Planned Parenthood’s Mansanares shared the story of a young married couple, who already had a 10 month old baby at home in Texas, and the woman was pregnant and came to Colorado for an abortion.  

“They had to drive 17 hours,” she said, and both left their cell phones at home because they were afraid that they were being tracked. 

“They were so scared,” she said. “They were so nervous about leaving Texas and leaving their child at home. They were afraid someone from protective services was going to come get their baby.”

In another case, a couple drove from Texas, along with the woman's very sick mother who was undergoing treatment for breast cancer. The patient did not feel comfortable leaving her mom at home.

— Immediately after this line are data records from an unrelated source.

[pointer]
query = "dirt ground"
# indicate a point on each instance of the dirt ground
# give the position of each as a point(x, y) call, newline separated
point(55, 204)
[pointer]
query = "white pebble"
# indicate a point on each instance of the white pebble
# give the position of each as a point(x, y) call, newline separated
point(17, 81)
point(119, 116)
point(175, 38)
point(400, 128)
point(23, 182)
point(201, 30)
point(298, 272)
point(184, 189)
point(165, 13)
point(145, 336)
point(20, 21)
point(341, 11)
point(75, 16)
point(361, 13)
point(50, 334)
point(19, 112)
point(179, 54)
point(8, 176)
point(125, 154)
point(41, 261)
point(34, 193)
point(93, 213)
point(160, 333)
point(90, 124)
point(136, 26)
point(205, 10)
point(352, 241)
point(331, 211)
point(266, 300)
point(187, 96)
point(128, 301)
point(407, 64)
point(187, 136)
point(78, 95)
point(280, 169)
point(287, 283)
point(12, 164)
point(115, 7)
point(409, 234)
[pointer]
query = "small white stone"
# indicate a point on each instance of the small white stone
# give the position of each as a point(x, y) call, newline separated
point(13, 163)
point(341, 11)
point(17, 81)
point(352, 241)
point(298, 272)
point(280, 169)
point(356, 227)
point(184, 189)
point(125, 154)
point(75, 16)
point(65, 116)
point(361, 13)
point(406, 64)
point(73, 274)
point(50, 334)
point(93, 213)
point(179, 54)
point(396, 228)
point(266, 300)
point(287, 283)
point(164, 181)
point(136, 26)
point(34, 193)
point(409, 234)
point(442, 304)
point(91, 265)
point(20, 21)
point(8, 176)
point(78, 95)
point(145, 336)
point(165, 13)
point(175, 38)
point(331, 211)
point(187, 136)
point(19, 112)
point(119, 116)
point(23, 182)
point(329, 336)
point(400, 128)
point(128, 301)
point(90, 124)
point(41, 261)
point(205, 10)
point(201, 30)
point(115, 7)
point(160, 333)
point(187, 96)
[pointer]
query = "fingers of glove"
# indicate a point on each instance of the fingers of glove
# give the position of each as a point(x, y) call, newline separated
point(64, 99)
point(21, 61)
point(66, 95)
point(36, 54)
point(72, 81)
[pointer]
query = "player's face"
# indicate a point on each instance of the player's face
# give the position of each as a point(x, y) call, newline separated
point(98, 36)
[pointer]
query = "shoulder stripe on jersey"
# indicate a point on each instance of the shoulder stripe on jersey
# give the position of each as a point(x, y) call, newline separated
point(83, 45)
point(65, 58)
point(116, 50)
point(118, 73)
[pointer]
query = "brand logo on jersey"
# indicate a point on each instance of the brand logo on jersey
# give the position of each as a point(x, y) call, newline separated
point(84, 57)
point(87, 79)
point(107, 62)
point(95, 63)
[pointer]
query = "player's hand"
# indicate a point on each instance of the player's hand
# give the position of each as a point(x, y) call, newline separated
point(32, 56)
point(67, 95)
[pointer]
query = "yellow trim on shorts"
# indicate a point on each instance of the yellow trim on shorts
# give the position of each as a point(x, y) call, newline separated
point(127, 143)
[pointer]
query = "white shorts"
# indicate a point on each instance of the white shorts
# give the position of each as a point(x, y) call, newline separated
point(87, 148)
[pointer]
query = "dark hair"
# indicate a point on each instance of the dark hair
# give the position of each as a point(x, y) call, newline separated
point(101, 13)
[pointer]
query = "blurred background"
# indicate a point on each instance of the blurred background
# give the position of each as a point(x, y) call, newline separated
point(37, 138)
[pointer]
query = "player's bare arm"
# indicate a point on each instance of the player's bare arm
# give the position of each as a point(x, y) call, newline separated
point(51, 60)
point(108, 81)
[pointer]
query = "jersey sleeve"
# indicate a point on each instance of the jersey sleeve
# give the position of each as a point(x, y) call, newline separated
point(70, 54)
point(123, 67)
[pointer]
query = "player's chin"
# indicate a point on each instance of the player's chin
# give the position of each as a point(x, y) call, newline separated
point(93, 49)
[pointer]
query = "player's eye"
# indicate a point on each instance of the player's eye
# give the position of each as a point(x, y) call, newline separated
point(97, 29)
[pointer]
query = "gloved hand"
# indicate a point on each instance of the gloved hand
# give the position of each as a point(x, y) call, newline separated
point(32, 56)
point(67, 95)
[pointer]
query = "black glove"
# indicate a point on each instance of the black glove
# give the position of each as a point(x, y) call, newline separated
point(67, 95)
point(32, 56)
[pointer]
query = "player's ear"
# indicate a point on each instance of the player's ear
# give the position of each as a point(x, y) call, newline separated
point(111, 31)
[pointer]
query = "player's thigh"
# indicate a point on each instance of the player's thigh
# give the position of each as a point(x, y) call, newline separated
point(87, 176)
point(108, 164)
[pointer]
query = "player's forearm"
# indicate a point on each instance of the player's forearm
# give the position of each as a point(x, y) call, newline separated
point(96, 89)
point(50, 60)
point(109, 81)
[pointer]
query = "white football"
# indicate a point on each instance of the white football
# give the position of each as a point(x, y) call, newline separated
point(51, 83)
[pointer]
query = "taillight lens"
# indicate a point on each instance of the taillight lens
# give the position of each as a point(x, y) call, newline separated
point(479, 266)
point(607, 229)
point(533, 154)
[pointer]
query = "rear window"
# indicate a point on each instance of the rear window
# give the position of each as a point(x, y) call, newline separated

“So that mother who's been receiving this cancer treatment is in a car for 10 hours,” said Mansanares, “and that family had to make a really tough decision that was more safe than leaving her home alone.”

In the majority of cases, the lengthy travel is being made so patients can take an abortion pill. The vast majority of all cases in Colorado, two out of every three, according to state data, are non-surgical, a termination via medication, using a pair of medications given to patients at the health center. 

“It is safe. It's quick,” said Mansanares.